Russia may be planning a luxury hotel some 250 miles above Earth but NASA is reportedly considering a destination much further away for one of its future missions.

A group at NASA's Jet Propulsion Laboratory in Pasadena, California, is said to be laying the groundwork for a mission that would send a probe to Alpha Centauri, the closest star system to our own solar system. The word "closest" is used loosely here as Alpha Centauri is roughly 4.37 light-years from the Sun.

A light-year is the distance that light travels in a vacuum in one year which equates to roughly 5.9 trillion miles.

NASA's Voyager 1 is the only man-made object to ever leave our solar system. It blasted off from Earth on September 5, 1977, as part of a project to study the outer solar system and is currently around 13 billion miles from the Sun. It still communicates with the Deep Space Network but is expected to go dark by 2025 when it runs out of power.

We're still decades away from being able to send humans to Mars so you're probably wondering how NASA intends to send a craft to another star system so far away. The truth is, we don't really know yet as most of the technology needed to make it happen doesn't exist yet.

The project - so new that it doesn't have a name - was presented at the 2017 American Geophysical Union conference in New Orleans on December 12. The mission would launch on or around the 100th anniversary of Apollo 11, the first crewed Moon landing. That'd take place in 2069, giving NASA more than 50 years to figure it all out.

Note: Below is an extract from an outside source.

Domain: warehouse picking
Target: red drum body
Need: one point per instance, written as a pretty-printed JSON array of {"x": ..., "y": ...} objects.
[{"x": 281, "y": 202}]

Even if propulsion technology advances to a stage where it could reach 10 percent of the speed of light, it would still take the probe around 44 years to reach its destination - a potentially habitable exoplanet called Proxima Centauri b, or Proxima b for short. Tack on another few years for data from the probe to make its way back to Earth and you're looking at the year 2118 or so. Needless to say, none of us alive today will be around to soak in the findings. Bummer.

Then again, technology has been advancing at an incredible rate as of late. Just look at what we have today versus what was possible when Apollo 11 launched in 1969. Who knows, we may even get some help with propulsion technology from outside sources.